Well, I'm glad he made it simple for us. But I'm afraid Chait may have just nominated himself for a Bimbo Award, given for a denial that reinforces the very thing it's supposed to be denying. When he writes that the "main part" of the Democrats' agenda is to throw "crumbs" to the working class, he may be quoting someone else--but it gets a little too close to the truth.  Could you come up with a more condescending, paternalistic way of describing your own agenda? This isn't just the "court party." It's the Marie Antoinette, let-them-eat-cake party.

But I suppose this kind of inadvertent admission is going to slip from time to time, because if you read Chait's piece, you realize that this really is what the American left has to offer as its "populist" program.
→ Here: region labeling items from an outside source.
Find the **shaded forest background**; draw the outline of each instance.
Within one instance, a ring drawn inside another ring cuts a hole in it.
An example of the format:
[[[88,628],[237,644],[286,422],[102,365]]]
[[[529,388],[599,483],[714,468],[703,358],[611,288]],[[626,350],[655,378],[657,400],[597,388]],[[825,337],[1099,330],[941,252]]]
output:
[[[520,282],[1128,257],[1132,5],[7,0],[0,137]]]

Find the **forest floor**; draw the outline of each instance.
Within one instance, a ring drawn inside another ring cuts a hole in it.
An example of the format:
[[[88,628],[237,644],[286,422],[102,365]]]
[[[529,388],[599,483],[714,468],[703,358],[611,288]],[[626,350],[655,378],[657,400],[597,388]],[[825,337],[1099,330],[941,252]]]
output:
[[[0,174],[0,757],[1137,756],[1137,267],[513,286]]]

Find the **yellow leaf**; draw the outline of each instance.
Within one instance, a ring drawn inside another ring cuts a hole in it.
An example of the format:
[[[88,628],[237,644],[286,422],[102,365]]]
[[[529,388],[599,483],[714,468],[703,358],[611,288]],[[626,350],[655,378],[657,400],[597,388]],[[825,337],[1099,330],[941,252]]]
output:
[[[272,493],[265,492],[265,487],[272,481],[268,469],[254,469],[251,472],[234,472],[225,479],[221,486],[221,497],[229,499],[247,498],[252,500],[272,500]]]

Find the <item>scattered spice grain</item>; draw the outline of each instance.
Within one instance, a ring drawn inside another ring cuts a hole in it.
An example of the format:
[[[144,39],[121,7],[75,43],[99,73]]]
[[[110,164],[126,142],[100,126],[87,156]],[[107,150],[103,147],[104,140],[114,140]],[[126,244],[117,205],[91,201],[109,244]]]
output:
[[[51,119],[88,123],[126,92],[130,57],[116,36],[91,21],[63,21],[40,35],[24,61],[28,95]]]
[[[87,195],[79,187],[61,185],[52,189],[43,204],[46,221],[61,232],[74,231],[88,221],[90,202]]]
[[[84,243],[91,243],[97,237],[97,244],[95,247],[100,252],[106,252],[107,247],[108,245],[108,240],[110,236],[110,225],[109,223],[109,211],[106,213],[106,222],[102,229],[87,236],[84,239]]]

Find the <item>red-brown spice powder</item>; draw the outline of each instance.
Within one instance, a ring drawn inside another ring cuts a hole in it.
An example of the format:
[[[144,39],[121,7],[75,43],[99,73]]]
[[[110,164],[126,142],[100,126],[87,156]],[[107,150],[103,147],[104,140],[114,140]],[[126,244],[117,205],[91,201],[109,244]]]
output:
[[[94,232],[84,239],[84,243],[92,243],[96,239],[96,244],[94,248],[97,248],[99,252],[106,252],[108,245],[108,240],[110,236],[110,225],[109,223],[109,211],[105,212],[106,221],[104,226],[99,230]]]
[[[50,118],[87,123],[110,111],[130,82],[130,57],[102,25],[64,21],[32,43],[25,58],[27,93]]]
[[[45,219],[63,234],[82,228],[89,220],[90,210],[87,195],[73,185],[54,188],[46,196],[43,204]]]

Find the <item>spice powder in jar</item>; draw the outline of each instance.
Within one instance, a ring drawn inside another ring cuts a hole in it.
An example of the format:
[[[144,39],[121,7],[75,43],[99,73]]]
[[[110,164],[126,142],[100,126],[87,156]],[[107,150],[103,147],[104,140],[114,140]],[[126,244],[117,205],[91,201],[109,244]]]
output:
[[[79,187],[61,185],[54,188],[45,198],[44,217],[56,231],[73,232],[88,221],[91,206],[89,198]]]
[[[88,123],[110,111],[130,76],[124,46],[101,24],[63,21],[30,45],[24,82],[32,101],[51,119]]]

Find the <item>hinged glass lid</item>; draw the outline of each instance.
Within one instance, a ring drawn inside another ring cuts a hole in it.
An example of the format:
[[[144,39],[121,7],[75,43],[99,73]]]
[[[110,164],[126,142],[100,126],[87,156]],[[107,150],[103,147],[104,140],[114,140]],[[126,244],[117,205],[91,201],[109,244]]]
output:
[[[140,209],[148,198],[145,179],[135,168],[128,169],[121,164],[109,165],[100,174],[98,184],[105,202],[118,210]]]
I recently analyzed Paul Krugman's argument against "libertarian populism" and concluded that he, too, "assumes that the only thing anyone could possibly have to offer to the poor or to racial minorities is welfare payments." Did Chait talk about "self-deception"? Folks like Chait and Krugman fancy themselves as champions of the "working class"--whom they view as hopeless losers who couldn't possibly make it through life without the help of a benevolent Washington, DC, elite.

So if you ask what is the opposite of the right's new "libertarian populist" agenda, Jonathan Chait demonstrates the answer: paternalistic populism.

And that's where Chait's "simplified" summary of American politics is so revealing. It is revealing because of what it leaves out. In his world, there are only handouts to the poor or no handouts to the poor. He cannot even admit the existence of the actual "libertarian populist" agenda: making it easier for people to rise by their own effort and to avoid dependence on government.

Here's an example of the difference between what the free market has to offer the poor versus what the paternalistic left has to offer them: ObamaCare's de facto ban on full-time employment for low-income workers, by means of an employer mandate that imposes a prohibitive tax on hiring unskilled labor for more than 29 hours a week. As I observed, "For those starting at the bottom, the very first step up the economic ladder is to go from part-time employee to full-time employee. ObamaCare has just cut off that rung." The function of free-market "populism" is to restore those rungs.

It's an agenda that tells the American people they can make it on their own and don't need to wait around for the entitlement state to throw them some crumbs.

 

Robert Tracinski is senior writer for The Federalist and editor of The Tracinski Letter.